Auf dem Metallgestell, das auf der Werkbank steht, ist ein Motor fixiert. Christoph Prutsch hat ihn schon zur Hälfte zerlegt. Wenn er gereinigt, überholt und wieder zusammengebaut ist, wird er einer Vespa den notwendigen Antrieb geben, um durch das südoststeirische Hügelland zu rauschen.
Wir befinden uns in Prutschi’s Vespa Garage im Gnaser Ortsteil Perlsdorf. Dort hat der 43-Jährige seine Passion zum Beruf und Geschäft gemacht: alte Vespas nach den Wünschen der Kunden neu aufbauen und restaurieren. Am Ende steht dann fast immer ein Unikat. „Das Ziel ist es, dass der Auftraggeber einen fertigen Roller bekommt, wie er ihn sich vorstellt“, sagt Prutsch.
Von den „Leichen“ bis zum Typenschein
Er kümmert sich auch um die Abwicklung der Typisierung der Vespas. Da werden oft auch die brauchbaren Teile aus mehreren alten Gefährten verwendet. Aus diesen „Leichen“, wie Prutsch sagt, wird dann die neue Vespa aufgebaut. Es kommt vor, dass seine Kunden selbst mit ein paar Teilen kommen, die Prutsch dann zusammenbaut.
An Ersatzteilen fehlt es ihm nicht. „Ich habe für die Schaltroller der 50er-, 60er- und 70er-Jahre so ziemlich alles lagernd“, verrät Prutsch. Damit betreibt er auch einen Onlinehandel. Und woher kommen die gebrauchten Fahrzeuge? „Viele aus Italien. Ich habe dort auch Leute, die für mich schauen, etwa auf diversen Märkten, und ein entsprechendes Netzwerk“, so Prutsch. Zwei- bis dreimal im Jahr fährt er in den Süden, um die gebrauchten Roller dann zu holen. Allerdings müssen auch Papiere beschafft werden: „Und ich muss auch abklären, dass die Roller nicht gestohlen sind. Ohne Papiere ist ein Fahrzeug wertlos.“
Für Vespa-Liebhaber ist Prutsch eine wichtige Anlaufstelle und bekannte Größe: „Es läuft fast alles über Facebook und Instagram.“ Aber wie kam es dazu? Prutsch hat Einzelhandel gelernt, ist so betrachtet branchenfremd, aber seit seiner Jugend hat er eine besondere Beziehung zu den kultigen Zweirädern.
Von Jugend an geschraubt
Mit 16 hatte er seine erste Vespa. „Ich hab daran geschraubt und gebastelt. Das hat sich immer mehr verfeinert“, blickt Prutsch zurück. Immer mehr Kontakte in der Vespaszene hat er geknüpft. Als er dann den Rahmen eines alten Rollers bei einem Spenglerbetrieb richten ließ, sich aber herausstellte, dass das Ergebnis nicht so war, wie es sein sollte, hat er die Spenglerarbeiten selbst übernommen. Das machte die Runde. Verwandte und Bekannte wollten jetzt eine Vespa. Prutsch machte die Ausbildungen und Prüfungen zum Kfz-Meister, meldete ein Gewerbe an und gründete 2017 seine Vespa Garage.
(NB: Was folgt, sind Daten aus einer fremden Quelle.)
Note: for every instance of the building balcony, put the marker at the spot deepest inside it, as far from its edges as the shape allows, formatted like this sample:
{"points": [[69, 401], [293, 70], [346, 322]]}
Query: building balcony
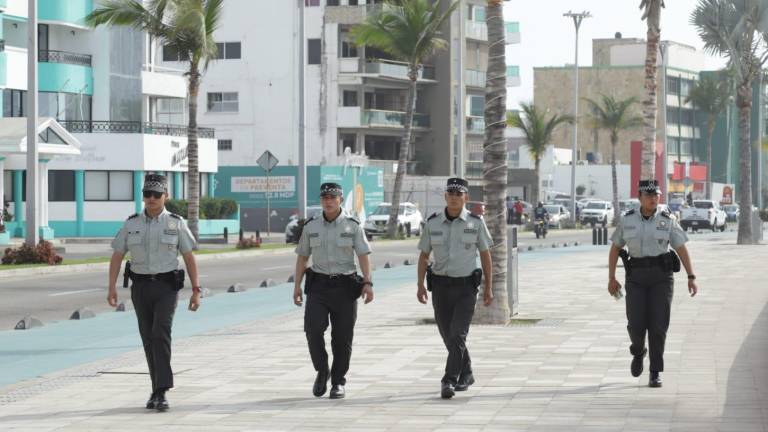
{"points": [[475, 125], [64, 57], [512, 32], [162, 81], [129, 127], [474, 78], [70, 12]]}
Und die Nachfrage ist groß, denn: „Es gibt ja offiziell praktisch niemand mehr, der sich mit alten Rollern beschäftigt.“ Jetzt im Winter ist die Zeit zum Restaurieren, im Frühjahr beginnt dann der eigentliche Werkstattbetrieb, weil Prutsch natürlich auch sämtliche Servicearbeiten und Reparaturen anbietet. Und es gibt fast nichts, was er in der Veredelung nicht macht: vom Verchromen über den Einsatz von Kupfer bis zu Gold.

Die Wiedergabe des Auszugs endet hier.